Brazilians overwhelmingly embrace gender equality, but most say their country needs to continue to make changes to give women the same rights as men. A plurality says that life is generally better for men than it is for women in Brazil, and nearly two-thirds say that men get more opportunities than women for jobs that pay well, even when women are as qualified for the job.
Putting aside their feelings about presidential candidate Dilma Rousseff, President Lula’s chief of staff, a solid majority of Brazilians say it would be a good thing for a woman to be elected president. About seven-in-ten among male and female respondents share this view.
Views of Gender Equality
Like nearly all publics included in the 2010 Pew Global Attitudes survey, Brazilians solidly embrace gender equality; 95% say women should have the same rights as men. About the same percentage (96%) agrees that women should be able to work outside the home, including 88% who completely agree. (For a cross-national analysis of views of gender equality, see “Gender Equality Universally Embraced, But Inequalities Acknowledged,” released July 1, 2010.)
Moreover, 87% reject the notion that a university education is more important for a boy than for a girl. And while a sizeable minority (37%) agrees that men should have more right to a job than women when jobs are scarce, most Brazilians disagree with the notion that men should have preferential treatment (63%).
When asked which type of marriage they think is the most satisfying way of life, more than eight-in-ten (84%) Brazilians opt for one where the husband and wife both have jobs and both take care of the house and children; just 15% say a marriage where the husband provides for the family and the wife cares for the household is preferable.
Support for gender equality does not vary considerably between men and women. For example, 66% of female respondents and 60% of male respondents disagree that a man should have more right to a job than a woman during tough economic times. And while women are somewhat more likely than men to say they would prefer a marriage where both husband and wife have jobs and both take care of the house and children, solid majorities in both groups (88% and 81%, respectively) share this view.
Opinions about whether men should receive preferential treatment when jobs are in short supply vary across age, income and, especially, educational groups. Just 13% of those who attended college and a somewhat larger but still small share (34%) of those with at least some secondary education agree with this notion. In contrast, a 52% majority of those with a primary education or less agrees that men should have more right to a job than women when jobs are scarce.
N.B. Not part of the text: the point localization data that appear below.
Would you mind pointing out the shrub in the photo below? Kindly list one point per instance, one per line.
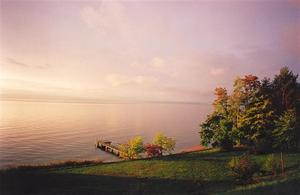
(167, 144)
(272, 164)
(153, 150)
(243, 168)
(133, 148)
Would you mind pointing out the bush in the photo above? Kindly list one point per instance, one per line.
(133, 148)
(167, 144)
(272, 164)
(153, 150)
(243, 168)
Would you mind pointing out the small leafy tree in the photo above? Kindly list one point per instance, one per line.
(133, 148)
(153, 150)
(243, 168)
(286, 134)
(167, 144)
(256, 124)
(217, 130)
(272, 164)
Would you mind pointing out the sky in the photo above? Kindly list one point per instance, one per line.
(142, 50)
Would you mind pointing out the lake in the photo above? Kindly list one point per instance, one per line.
(43, 132)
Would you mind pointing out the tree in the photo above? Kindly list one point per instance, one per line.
(133, 148)
(286, 133)
(167, 144)
(286, 90)
(256, 125)
(153, 150)
(218, 128)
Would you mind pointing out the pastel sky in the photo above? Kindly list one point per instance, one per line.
(138, 50)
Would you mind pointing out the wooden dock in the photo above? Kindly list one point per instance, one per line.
(107, 146)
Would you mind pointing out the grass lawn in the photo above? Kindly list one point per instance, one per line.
(203, 172)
Many Say Inequalities Persist
A 42% plurality in Brazil says that, all things considered, men have the better life in their country; and about two-thirds (66%) agree that men get more opportunities than women for high-paying jobs, even when women are as qualified for the position. Moreover, among those who say women should have the same rights as men, more than eight-in-ten (84%) say their country needs to continue making changes to achieve that goal.
Brazilian men and women offer similar opinions about the progress their country has made towards gender equality and whether job opportunities are more widely available to men than to women. But female respondents are much more likely than male respondents to say men have it better in Brazil. About half (51%) of women say that is the case, while 28% say their sex has the better life and 20% volunteer that life is the same for men and women. By comparison, men are about evenly split; 32% say life is better for men, 32% say it is better for women, and 34% say there is no difference.
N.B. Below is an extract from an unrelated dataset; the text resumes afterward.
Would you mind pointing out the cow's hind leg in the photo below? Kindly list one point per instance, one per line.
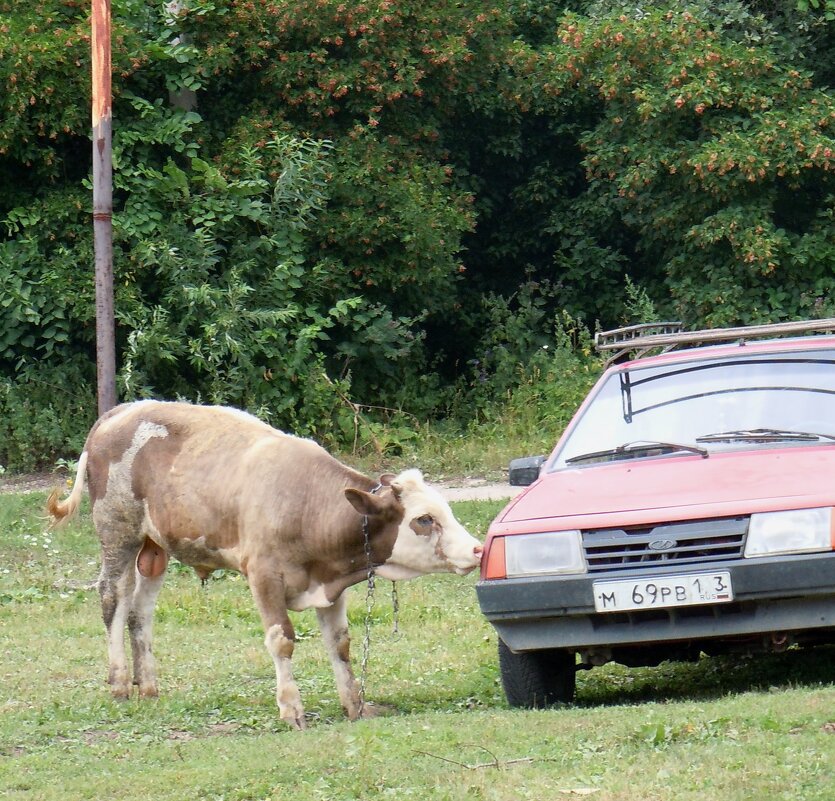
(333, 622)
(150, 573)
(268, 592)
(116, 588)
Those younger than 50 and those who have attended college are also more likely than older respondents and those with less education to say life is better for men than it is for women. For example, nearly six-in-ten (57%) of those with at least some college offer this opinion, compared with 41% of those with at least a secondary education and 37% of those with a primary education or less.
Electing a Woman President
Seven-in-ten Brazilians say that, aside from their feelings about candidate Dilma Rousseff in particular, it would be a good thing for a woman to be elected president; just 13% say it would be a bad thing and 15% do not think the gender of the president matters. By comparison, when the Pew Research Center for the People & the Press asked Americans the same question in October 2007, asking them to put aside their feelings about then-candidate Hillary Clinton, a majority (55%) said it did not matter, while 33% said it would be a good thing and 9% said it would be a bad thing to elect a woman to be president.
Brazilian men are as likely as women to say that electing a woman would be a good thing (70% and 71%, respectively); in the 2007 survey, American women were considerably more likely than men to have this opinion (42% vs. 24%).